The accurate ab initio MBPT quartic force field of Bartlett, Shavitt and Purvis has been fit to an analytical function using a method developed by Sorbie and Murrell (SM). An analysis of this surface indicates that it describes most properties of the H₂O molecule very accurately, including an exact fit to the MBPT force field, and very close to the correct energy difference between linear and equilibrium H₂O. The surface also reproduces the correct diatomic potentials in all dissociative regions, but some aspects of it in the "near asymptotic" O(¹D) + H₂ region are not quantitatively described.

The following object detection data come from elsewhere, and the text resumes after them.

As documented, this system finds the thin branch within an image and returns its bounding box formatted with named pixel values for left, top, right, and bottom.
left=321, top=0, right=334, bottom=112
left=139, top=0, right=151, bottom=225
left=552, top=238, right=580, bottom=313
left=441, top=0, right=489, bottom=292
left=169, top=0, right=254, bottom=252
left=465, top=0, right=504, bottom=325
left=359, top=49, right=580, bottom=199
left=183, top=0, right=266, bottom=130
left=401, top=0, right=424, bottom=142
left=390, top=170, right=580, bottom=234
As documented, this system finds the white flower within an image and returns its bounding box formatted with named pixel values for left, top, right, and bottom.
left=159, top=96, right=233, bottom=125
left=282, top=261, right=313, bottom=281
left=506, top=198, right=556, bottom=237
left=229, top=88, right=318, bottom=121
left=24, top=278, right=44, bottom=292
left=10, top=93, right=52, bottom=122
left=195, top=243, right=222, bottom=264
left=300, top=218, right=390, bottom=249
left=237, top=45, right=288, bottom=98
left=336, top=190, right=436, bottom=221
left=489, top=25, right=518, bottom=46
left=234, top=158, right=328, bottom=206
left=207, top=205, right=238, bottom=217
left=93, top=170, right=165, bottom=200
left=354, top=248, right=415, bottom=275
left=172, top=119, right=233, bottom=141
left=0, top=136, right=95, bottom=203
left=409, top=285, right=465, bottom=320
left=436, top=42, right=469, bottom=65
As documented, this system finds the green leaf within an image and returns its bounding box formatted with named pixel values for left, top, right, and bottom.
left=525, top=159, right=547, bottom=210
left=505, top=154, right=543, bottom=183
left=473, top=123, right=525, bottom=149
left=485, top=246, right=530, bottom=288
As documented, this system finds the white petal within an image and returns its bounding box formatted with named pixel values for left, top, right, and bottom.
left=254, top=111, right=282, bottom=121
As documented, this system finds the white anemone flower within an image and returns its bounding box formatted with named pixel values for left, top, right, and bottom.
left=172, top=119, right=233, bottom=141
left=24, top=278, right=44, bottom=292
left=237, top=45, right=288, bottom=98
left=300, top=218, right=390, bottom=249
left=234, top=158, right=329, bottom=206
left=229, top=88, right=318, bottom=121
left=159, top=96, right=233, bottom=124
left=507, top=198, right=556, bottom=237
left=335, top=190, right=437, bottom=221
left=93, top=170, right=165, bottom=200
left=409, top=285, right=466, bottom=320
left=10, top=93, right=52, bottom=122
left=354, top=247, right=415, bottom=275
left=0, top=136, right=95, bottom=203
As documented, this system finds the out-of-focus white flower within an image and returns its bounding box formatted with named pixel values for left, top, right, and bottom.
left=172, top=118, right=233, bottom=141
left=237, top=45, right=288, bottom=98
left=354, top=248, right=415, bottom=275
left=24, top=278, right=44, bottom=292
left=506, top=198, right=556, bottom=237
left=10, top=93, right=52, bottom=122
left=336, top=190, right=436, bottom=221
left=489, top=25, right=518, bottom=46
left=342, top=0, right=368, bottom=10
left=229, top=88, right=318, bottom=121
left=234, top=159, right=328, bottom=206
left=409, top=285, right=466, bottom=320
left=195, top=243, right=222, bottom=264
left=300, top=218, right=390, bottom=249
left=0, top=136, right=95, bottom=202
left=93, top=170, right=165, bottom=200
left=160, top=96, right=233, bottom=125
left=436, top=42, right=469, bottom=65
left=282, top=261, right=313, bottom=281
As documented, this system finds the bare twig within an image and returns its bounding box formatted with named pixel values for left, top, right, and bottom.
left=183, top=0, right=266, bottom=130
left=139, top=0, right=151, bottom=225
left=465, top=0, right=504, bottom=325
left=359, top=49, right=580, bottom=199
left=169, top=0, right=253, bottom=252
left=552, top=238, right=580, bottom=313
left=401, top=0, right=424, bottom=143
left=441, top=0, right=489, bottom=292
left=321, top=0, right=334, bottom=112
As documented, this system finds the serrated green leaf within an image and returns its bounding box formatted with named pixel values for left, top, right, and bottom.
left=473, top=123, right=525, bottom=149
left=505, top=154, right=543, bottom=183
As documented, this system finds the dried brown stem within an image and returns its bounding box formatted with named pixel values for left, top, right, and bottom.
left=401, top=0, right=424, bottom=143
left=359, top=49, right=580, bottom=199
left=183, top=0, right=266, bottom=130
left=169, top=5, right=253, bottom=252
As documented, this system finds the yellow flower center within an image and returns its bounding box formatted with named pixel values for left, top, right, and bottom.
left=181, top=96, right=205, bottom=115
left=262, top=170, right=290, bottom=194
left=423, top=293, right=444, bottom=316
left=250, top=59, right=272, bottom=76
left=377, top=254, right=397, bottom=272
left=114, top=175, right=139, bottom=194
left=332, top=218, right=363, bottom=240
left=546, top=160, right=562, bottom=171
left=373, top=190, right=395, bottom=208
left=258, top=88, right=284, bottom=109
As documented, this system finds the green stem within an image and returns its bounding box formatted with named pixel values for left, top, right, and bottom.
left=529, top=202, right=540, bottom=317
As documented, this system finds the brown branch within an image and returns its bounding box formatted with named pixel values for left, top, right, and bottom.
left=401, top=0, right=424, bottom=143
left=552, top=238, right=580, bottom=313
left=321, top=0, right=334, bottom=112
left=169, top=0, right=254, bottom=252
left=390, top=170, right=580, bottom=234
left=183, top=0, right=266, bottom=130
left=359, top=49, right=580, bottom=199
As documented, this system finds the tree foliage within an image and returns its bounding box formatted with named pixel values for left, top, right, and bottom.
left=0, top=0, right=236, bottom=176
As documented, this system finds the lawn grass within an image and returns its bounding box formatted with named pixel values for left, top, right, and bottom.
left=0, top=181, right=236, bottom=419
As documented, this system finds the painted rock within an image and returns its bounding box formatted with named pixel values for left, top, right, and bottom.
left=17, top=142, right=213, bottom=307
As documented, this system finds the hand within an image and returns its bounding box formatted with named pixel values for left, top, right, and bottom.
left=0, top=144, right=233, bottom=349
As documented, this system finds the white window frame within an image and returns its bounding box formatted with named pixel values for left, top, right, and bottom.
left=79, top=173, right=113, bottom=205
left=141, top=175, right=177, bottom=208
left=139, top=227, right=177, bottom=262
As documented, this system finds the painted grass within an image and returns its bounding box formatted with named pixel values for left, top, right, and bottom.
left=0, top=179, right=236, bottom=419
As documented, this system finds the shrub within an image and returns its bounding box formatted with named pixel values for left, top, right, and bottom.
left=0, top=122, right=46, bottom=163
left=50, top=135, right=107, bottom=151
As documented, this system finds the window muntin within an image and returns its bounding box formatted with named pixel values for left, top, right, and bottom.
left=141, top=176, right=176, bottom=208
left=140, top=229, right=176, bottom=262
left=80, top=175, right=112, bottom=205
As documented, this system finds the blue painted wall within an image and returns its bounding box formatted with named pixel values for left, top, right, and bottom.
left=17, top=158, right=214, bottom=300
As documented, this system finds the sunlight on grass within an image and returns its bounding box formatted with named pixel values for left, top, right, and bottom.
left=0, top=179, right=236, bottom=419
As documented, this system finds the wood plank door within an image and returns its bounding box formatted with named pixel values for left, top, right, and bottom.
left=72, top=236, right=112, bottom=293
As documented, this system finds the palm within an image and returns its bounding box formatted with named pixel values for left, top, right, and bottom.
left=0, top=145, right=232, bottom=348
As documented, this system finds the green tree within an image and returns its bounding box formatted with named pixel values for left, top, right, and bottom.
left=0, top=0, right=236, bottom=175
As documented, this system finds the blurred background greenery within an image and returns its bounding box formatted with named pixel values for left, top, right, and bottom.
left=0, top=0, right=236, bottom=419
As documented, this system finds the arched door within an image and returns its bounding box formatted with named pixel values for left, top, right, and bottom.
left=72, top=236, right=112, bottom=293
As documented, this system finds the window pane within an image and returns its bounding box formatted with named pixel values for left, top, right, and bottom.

For example, the potential seems to be too attractive at long range for O + H₂ encounters, although it does have the correct minimum energy path geometry and correctly exhibits no barrier to O atom insertion. Comparisons of this surface with one previously developed by SM indicates generally good agreement between the two, especially after some of the SM parameters were corrected, using a numerical differentiation algorithm to evaluate them. A surface developed by Schinke and Lester (SL) is more realistic than outs in the O(¹D) + H₂ regions, but less quantitative in its description of the H₂O molecule. Overall, the present fit appears to be both realistic and quantitative for energy displacements up to 3-4; eV from H₂O equilibrium, and should therefore be useful for spectroscopic and collision dynamics studies involving H₂O.